The danger of a such a populist campaign is that it captures and stokes resentment while building up expectations that are unlikely to be met. That resentment must go somewhere, and the risk that it is channeled into anti-statism and scapegoating is high. This would undermine the core means by which many of the problems affecting angry Canadians, especially young folks, might be relieved: the state.
Poilievre is a politician in the mold of Margaret Thatcher and Ronald Reagan — practitioners of economic and social policies, such as the trickle-down theory and deregulation, long disproved and disgraced but making a comeback as anger at rising prices, insufficient salary growth and pandemic fatigue grow. His politics fit the moment, so much so that he’s a top contender to become leader of Canada’s Conservative Party. If he does, he’ll face an aging Liberal government, with or without Trudeau at its helm, in or before late 2025. He could become prime minister.

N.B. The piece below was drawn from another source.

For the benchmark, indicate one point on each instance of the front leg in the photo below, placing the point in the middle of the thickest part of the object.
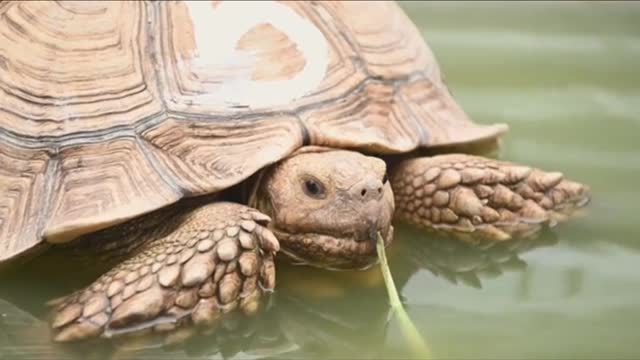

Already, Poilievre is gaining momentum, mobilizing hundreds, even thousands, to turn out at his rallies. And new research by David Coletto of Abacus Data shows that the crowds are reflective of support for Poilievre’s messaging among Canadians. More than half of those surveyed by Coletto agreed with the message of Poilievre’s campaign launch video and his core themes of anti-statism, working-class support and freedom. Positive responses cut across most age groups — especially among those ages 30 to 44. He also performed strongly across education levels. On balance, 49 percent of respondents said they would “definitely” or “probably” consider voting for the Conservative Party if he was leader — including 32 percent of current Liberal voters, 88 percent of Conservatives, 27 percent of New Democrats, 40 percent of Greens and 78 percent of those who support the far-right People’s Party.
In short, Poilievre’s campaign resonates with Canadians. People are angry, anxious and tired. They want to hear politicians talk solutions. That’s what Poilievre is doing, even if he’s out of his depth when it comes to delivering them. After all, stoking resentment and promising quick, easy fixes to complex problems is often good politics, if bad policy. It worked for Donald Trump. It may work for France’s Marine Le Pen (Update: it didn’t.)
But eventually the bill will come due — and Poilievre won’t be able to pay it. When he fails and the damage is done, the country will be left all the worse. That will produce another cycle of resentment, anti-statism, backlash and decay just when we need long-term state solutions.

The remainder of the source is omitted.